La Lluvia Tardía

David Wilkerson (1931-2011)

Las temporadas de siembra y cosecha en el antiguo Israel eran diferentes de lo que podríamos esperar en Occidente. Las primeras lluvias que ablandaban el suelo duraban de octubre a diciembre, justo antes de la temporada de siembra. Las últimas lluvias maduraban la cosecha entre marzo y abril, justo antes de la cosecha. El profeta Zacarías usó las lluvias como metáfora de las intenciones de Dios para Israel.

“Y en aquel día… derramaré sobre la casa de David, y sobre los moradores de Jerusalén, espíritu de gracia y de oración; y mirarán a mí, a quien traspasaron, y llorarán como se llora por hijo unigénito, afligiéndose por él como quien se aflige por el primogénito” (Zacarías 12:9-10).

Aquí vemos a Zacarías prediciendo un derramamiento del Espíritu Santo en los últimos días. Un diluvio similar se describe en Joel 2, que creo que es Pentecostés. “Y después de esto derramaré mi Espíritu sobre toda carne, y profetizarán vuestros hijos y vuestras hijas; vuestros ancianos soñarán sueños, y vuestros jóvenes verán visiones. Y también sobre los siervos y sobre las siervas derramaré mi Espíritu en aquellos días” (Joel 2:28-29).

¡Esto es exactamente lo que sucedió el día de Pentecostés! El Espíritu Santo se derramó como una inundación en el Aposento Alto en Jerusalén y ha continuado haciéndolo a lo largo de los siglos. El pueblo de Dios ha sido refrescado diariamente por ella durante casi 2000 años. Isaías se refiere a ella como una “viña del vino rojo. Yo Jehová la guardo, cada momento la regaré; la guardaré de noche y de día, para que nadie la dañe” (Isaías 27:2-3).
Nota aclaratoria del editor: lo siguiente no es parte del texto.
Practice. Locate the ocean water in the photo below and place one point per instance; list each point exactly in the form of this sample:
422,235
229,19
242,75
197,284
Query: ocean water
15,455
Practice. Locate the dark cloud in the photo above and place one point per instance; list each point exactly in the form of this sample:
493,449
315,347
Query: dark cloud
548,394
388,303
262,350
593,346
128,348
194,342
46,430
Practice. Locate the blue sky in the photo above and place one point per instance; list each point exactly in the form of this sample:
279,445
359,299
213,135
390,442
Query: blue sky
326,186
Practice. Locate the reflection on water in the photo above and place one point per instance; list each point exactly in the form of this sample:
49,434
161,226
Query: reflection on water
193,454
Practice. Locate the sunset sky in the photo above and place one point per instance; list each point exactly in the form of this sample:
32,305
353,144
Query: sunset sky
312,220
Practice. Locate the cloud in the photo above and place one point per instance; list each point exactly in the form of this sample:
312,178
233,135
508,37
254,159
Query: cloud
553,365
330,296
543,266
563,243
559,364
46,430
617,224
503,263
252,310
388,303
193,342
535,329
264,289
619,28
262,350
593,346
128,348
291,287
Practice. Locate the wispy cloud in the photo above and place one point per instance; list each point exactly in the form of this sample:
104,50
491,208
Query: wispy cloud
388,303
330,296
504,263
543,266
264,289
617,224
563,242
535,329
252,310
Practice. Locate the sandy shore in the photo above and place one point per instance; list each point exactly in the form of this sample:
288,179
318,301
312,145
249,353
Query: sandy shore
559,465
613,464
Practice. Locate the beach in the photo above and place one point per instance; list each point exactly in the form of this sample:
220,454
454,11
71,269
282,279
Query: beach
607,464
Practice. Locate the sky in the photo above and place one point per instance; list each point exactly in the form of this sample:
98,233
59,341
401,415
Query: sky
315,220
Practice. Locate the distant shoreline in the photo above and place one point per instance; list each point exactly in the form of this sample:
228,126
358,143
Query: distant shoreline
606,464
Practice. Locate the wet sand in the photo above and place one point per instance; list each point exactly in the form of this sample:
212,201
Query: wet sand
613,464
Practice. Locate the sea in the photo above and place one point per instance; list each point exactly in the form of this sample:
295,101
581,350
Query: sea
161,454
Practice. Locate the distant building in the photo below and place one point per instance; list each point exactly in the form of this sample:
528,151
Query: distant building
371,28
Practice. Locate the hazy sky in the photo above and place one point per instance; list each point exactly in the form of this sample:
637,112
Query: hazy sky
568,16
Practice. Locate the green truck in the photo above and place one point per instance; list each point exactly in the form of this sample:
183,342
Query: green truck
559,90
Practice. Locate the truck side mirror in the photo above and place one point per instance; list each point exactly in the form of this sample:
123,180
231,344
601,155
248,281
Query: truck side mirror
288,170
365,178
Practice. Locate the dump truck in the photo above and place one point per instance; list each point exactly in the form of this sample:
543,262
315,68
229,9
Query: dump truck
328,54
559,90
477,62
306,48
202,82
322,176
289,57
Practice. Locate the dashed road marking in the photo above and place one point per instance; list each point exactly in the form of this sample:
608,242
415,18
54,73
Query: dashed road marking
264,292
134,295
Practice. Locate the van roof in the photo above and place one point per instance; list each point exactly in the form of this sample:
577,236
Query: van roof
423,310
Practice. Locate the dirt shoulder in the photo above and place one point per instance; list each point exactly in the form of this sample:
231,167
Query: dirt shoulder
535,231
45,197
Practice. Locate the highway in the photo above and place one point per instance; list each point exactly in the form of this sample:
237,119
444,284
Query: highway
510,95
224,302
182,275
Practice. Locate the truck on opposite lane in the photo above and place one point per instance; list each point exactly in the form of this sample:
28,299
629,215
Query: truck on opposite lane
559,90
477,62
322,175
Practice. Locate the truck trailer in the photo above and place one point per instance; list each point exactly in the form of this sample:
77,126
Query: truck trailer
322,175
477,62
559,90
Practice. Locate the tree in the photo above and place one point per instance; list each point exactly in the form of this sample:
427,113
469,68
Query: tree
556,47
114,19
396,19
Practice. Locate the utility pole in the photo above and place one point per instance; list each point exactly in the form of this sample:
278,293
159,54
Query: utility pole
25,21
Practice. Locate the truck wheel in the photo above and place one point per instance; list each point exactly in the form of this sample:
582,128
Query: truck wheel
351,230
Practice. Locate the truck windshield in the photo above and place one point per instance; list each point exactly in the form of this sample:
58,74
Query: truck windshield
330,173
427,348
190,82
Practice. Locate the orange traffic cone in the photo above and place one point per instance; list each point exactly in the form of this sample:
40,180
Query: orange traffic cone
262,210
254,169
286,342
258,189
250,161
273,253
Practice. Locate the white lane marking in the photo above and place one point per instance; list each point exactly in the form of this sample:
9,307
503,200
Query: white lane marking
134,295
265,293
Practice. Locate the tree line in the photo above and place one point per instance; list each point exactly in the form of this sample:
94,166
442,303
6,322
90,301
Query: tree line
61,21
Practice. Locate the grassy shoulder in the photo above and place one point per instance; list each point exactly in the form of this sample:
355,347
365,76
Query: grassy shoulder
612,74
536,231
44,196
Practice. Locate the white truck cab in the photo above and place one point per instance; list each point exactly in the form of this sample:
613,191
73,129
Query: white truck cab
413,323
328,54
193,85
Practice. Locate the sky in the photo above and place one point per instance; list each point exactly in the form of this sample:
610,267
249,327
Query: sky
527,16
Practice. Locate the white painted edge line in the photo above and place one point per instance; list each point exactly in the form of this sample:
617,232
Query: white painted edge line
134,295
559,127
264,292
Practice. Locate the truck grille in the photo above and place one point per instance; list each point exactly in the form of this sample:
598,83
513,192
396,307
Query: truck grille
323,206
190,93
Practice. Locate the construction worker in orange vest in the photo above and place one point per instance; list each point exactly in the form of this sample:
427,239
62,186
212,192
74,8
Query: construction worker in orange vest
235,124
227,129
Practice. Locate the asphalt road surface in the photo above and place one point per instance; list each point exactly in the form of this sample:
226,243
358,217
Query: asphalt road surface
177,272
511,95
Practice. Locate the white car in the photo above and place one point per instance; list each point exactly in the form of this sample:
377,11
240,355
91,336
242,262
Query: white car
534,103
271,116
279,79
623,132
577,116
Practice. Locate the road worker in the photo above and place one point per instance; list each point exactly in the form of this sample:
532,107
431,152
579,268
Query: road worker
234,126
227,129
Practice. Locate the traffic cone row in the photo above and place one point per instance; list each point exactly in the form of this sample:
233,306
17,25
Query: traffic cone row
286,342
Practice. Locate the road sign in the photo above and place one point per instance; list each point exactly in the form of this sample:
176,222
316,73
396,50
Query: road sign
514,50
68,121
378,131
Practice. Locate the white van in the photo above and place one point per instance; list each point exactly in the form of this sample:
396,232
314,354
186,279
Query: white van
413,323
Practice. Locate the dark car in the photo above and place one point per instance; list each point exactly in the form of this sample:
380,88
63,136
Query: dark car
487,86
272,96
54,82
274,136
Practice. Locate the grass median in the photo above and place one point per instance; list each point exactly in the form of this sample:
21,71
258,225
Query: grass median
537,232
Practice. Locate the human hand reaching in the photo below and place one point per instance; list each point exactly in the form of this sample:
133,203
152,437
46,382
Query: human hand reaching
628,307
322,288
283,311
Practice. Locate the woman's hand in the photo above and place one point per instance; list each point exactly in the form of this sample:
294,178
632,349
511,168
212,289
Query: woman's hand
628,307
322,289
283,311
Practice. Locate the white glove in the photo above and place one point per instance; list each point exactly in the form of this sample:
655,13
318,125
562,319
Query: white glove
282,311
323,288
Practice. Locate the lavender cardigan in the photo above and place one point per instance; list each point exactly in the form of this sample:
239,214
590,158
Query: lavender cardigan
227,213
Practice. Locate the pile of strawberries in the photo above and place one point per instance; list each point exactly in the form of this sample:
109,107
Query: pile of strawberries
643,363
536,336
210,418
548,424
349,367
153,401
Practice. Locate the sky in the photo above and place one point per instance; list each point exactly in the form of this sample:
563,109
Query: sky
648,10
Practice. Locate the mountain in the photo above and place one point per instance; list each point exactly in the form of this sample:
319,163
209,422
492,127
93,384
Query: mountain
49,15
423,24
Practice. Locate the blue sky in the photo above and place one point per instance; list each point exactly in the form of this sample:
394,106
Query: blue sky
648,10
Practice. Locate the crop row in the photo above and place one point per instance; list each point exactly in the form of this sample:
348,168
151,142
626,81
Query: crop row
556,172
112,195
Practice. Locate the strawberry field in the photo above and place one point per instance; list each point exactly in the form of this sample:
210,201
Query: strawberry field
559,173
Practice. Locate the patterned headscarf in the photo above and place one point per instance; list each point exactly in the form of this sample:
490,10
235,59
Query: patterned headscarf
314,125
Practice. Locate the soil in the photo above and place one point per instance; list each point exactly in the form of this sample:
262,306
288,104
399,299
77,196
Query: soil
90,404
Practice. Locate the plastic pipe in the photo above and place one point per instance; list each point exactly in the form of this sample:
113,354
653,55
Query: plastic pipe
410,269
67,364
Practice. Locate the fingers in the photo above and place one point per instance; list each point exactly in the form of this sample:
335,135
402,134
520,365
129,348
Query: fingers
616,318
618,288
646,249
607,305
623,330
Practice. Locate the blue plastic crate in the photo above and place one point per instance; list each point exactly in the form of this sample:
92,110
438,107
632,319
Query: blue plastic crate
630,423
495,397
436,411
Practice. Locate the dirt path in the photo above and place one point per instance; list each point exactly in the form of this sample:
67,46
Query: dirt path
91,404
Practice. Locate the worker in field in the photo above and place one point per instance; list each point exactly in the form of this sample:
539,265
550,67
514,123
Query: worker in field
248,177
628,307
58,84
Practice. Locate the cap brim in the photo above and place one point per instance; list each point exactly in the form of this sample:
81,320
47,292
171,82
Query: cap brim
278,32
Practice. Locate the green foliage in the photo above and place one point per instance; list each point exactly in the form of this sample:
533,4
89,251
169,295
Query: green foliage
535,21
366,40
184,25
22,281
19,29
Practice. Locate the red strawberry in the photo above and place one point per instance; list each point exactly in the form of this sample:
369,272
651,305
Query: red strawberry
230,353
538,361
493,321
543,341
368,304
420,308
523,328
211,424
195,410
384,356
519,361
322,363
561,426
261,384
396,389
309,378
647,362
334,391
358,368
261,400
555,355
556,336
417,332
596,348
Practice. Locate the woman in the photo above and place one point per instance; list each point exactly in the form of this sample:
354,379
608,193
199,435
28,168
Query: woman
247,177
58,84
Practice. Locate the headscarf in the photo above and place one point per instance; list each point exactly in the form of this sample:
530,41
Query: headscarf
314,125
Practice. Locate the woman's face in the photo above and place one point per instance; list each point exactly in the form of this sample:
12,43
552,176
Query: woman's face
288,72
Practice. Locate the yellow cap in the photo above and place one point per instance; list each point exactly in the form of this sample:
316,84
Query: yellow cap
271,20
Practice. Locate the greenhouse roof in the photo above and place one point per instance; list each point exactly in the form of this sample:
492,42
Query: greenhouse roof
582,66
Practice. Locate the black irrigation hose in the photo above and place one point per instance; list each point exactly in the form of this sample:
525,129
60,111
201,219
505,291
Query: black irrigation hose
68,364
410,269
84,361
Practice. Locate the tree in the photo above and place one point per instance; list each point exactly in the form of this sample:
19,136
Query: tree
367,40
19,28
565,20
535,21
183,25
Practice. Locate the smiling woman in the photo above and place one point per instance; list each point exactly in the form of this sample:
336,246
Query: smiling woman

Los dos derramamientos en Zacarías y Joel son la primera (temprana) y la postrera (tardía) lluvia: “Si obedeciereis cuidadosamente a mis mandamientos que yo os prescribo hoy, amando a Jehová vuestro Dios, y sirviéndole con todo vuestro corazón, y con toda vuestra alma, yo daré la lluvia de vuestra tierra a su tiempo, la temprana y la tardía; y recogerás tu grano, tu vino y tu aceite” (Deuteronomio 11:13 -14).

La obra del Espíritu siempre se centra en la cosecha de almas preciosas. A través de las generaciones, el deseo de Dios es redimirnos a él, a tantos como vengan.